I had had enough of remote socialising by the time lockdown was slightly eased. I was happy to just abjure other people, get all my extramarital fellowship needs from the memory of the kind of thing they said. Suddenly, in England we were allowed to see six people so long as it was outdoors. After all that time worrying about the bubble, who was in it, who was out of it, it turned out the bubble was infinite. It could be a different six people every night. The trouble is, I’ve forgotten how to do it. 

At a most basic level, I’ve forgotten how to say hello and goodbye. These things were always conveyed in hugs – excited hug, I’m glad to see you; relieved hug, I’m glad I’ve seen you. Random, in-evening hug, you mean more to me than all those other people I have to see. I can just about clear the confusion of no greeting-hug, but I don’t know how to say goodbye. The last hour of any given meeting, I just have the Communards’ Never Can Say Goodbye going round my head and my hands shoved prophylactically in my pockets. 

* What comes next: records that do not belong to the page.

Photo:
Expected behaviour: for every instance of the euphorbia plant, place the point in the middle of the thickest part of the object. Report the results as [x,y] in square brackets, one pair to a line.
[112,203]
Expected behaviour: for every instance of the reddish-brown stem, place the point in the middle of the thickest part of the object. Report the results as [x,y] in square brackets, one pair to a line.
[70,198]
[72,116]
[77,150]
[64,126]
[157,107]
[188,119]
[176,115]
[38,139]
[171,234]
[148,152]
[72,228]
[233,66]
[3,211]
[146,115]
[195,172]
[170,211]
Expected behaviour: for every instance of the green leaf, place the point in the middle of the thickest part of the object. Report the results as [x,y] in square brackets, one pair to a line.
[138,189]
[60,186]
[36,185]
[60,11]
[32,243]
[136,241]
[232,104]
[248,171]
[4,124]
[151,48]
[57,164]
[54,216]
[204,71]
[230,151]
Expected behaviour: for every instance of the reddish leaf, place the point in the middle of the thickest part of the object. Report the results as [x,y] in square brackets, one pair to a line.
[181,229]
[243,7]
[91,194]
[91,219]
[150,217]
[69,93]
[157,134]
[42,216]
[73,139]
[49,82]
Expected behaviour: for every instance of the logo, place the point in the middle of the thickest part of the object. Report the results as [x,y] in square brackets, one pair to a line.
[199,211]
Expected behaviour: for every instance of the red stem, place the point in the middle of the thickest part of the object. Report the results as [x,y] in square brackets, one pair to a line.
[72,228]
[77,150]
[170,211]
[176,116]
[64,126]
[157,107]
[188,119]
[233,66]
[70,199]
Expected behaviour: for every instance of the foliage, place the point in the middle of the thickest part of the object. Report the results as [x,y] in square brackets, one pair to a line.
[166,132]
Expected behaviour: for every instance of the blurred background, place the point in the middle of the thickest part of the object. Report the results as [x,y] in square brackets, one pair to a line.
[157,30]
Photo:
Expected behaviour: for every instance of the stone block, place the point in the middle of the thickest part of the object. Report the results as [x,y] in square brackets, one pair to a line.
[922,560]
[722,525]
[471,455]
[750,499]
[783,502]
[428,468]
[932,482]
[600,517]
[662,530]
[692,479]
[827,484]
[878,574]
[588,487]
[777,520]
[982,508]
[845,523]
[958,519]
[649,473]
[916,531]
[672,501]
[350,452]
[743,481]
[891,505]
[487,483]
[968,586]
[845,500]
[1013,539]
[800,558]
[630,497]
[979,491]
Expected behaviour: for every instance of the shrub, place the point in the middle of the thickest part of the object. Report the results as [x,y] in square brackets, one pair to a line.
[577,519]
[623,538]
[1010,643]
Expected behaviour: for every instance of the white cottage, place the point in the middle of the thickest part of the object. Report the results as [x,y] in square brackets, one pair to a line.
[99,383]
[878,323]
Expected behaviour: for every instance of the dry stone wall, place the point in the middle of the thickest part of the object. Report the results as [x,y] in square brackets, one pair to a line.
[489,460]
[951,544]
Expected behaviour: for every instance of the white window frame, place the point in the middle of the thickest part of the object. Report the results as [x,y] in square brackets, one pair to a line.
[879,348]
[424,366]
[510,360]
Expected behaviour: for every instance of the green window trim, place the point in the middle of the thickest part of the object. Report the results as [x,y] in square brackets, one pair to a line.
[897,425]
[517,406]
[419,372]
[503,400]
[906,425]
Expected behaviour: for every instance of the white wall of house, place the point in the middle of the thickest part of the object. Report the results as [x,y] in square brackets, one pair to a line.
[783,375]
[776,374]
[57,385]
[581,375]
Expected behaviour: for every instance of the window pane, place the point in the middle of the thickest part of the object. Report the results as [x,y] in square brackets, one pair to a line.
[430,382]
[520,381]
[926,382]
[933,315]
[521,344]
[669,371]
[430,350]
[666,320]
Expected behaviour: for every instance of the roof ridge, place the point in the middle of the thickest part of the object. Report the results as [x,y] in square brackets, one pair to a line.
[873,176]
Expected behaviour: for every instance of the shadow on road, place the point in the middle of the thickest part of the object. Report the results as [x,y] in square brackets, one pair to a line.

People have different levels of risk aversion, of compliance, and they are unguessable. They don’t map on to anything you already knew about each other – the most courageous, rebellious people I know, the people who would shoplift and bleach their pubes and go to tribunal to fight The Man, are checking the government website to see if they are allowed to use my spoon. The most diligent and rule-bound, the ones who check their step count and only drink on a Friday, are the ones asking what on earth we’re all doing outside when it’s plainly raining, and come on, it’s only a virus. But you can’t scope any of this out in advance; you just have to caper into the minefield of each other’s anxiety and wait for something to explode over an accidentally shared tea towel, wondering: is this a friendship-ending thing? Or will a year pass, and it all be forgotten? 

Finally, there is the now-familiar problem that nothing has happened – so sorry, you’re the first person I’ve seen, I’ve no one to bitch about. I’ll be using you for my next set of anecdotes, so this had better be good. 

That’s it. Like I say, I’ve forgotten how to say goodbye.